In so many of the areas that are now the source of public debate, the money system is being used to conceal a sleight of hand that transfers the value created by working people into the bank accounts of the wealthy. This is true of the pensions system, so before we listen to the pronouncements and proposals of the politicians charged with persuading us to suffer poverty in our old age, we should remember how we reached this situation we are in.
In The Future of Money, Mary Mellor anatomises the switch from public and company pensions to private pensions as part of the financialisation of life in the UK during the 1990s. Bribed with their own money on the up-swing of the capitalist business cycle, many were persuaded to leave company schemes, forsake the contributions made by their employers, and join the short-term orgy that was people's capitalism. Working people who had historically prepared for their old age through mutual savings and friendly societies became competitive individualists.
In reality, becoming involved in the money game as a punter was always going to be a mistake, dependent on the mistaken assumption that money has some independent value. The whole debate is couched in terms of putting away money now to spend later. But what is important in our old age is the existence of good public services and people to care for us. Accruing extra cash may put you ahead in the competition for these as they dwindle under right-wing governments, but being part of a society that takes responsibility for social welfare for ethical reasons is always going to be a better protection.
So how might we think about pensions in a balanced and grounded way? In the figure I have illustrated a person's productivity curve over their life-course. When the curve is below the line the person is in commitment to the community, receiving more than they contribute; above the line the reverse in the case. Give or take a few years for earlier retirement or more time spent in education, each person is in the workforce for 40 years, or around half their expected lifespan. The curve might look different for people with physical vs. intellectual employment, and for those with a special call on society, because of illness or disability, for example.
The conclusion is a simple one: we spend half our lives being productive and the other half relying on other members of our family, group or society. Since we are all in the same position we can abide by the Golden Rule and contribute more in the time we spend above the line for the benefit of those below the line, knowing that one day we will ourselves be below the line and that members of our own family group are in that position right now.
Bearing this image in mind we can now try to compare the security offered by two contrasting schemes: a private pension scheme and the teacher’s pension scheme. In a company scheme your money is used to buy stocks and shares. You security is based on the schemes of Darth Trader and his colleagues in the Square Mile, whose activities are routinely discussed in academic economic papers as examples of irrational behaviour. You are relying on your ability to gamble effectively now, to make yourself secure in 20 or 30 years’ time.

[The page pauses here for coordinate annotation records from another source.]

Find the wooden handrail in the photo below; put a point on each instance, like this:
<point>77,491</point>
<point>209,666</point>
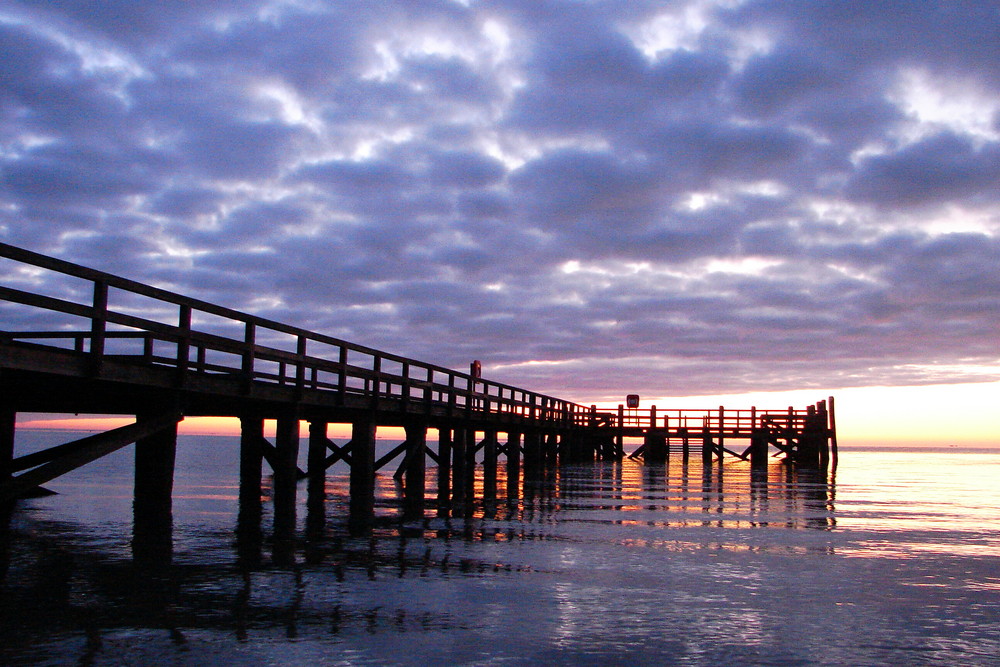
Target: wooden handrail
<point>460,390</point>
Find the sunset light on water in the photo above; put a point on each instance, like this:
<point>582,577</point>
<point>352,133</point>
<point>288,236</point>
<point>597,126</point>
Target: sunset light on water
<point>500,332</point>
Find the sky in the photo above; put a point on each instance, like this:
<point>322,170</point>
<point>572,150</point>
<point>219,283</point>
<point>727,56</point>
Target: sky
<point>675,199</point>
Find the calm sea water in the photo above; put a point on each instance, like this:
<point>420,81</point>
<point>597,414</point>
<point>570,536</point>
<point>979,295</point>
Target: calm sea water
<point>895,561</point>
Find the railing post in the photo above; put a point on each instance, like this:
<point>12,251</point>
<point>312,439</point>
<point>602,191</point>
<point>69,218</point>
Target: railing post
<point>376,380</point>
<point>300,363</point>
<point>342,375</point>
<point>249,354</point>
<point>429,391</point>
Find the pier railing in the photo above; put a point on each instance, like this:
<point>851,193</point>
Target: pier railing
<point>721,421</point>
<point>100,316</point>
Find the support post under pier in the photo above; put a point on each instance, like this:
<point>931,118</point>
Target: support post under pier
<point>8,419</point>
<point>656,448</point>
<point>286,445</point>
<point>444,472</point>
<point>362,504</point>
<point>152,528</point>
<point>490,465</point>
<point>513,464</point>
<point>415,476</point>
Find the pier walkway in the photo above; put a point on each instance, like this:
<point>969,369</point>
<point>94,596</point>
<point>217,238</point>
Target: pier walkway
<point>80,341</point>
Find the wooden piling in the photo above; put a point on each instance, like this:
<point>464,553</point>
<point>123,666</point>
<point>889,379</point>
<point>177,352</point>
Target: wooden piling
<point>655,448</point>
<point>152,528</point>
<point>470,465</point>
<point>758,449</point>
<point>551,450</point>
<point>8,420</point>
<point>415,476</point>
<point>513,464</point>
<point>285,468</point>
<point>532,455</point>
<point>316,491</point>
<point>251,467</point>
<point>361,512</point>
<point>707,448</point>
<point>490,464</point>
<point>459,486</point>
<point>831,413</point>
<point>444,471</point>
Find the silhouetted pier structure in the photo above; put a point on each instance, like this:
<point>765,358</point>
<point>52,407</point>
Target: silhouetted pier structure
<point>88,342</point>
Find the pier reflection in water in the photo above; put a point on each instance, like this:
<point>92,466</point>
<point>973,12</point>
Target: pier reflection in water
<point>586,564</point>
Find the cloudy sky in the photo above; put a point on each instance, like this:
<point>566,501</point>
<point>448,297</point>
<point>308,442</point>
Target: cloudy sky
<point>594,198</point>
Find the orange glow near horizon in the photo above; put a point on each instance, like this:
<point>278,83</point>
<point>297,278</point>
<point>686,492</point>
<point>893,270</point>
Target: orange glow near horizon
<point>929,415</point>
<point>932,415</point>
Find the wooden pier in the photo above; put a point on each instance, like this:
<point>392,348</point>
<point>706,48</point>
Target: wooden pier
<point>95,343</point>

The Teachers’ Pension, by contrast, is a real-time scheme. The contributions I make every month pay for the pension of teachers who are now retired, my mum for example. So I only have to bet on the fact that, when I come to retirement, people will still be having children and teachers will still be being paid to educate them. This seems a much safer bet than the stock-market. At a larger scale, of course, this is exactly how a properly funded state pension system would work.
We may see in our fear about pensions a projection of the selfishness that is encouraged in a capitalist society. We know that all our miserable lives we have only been storing up material value. We have not been establishing the relationships of trust and love with our friends or our children that will enable us to live comfortably in dependence on them. We have fallen into the economist’s trap of turning all relationships into financial relationships, increasing our children’s allowance to make up for the fact that we have no time to spend with them, for example. Unlike the older people of more traditional societies, we know that when the emotional balance-sheet is tallied we will be in serious debt. We will have no hope except our money.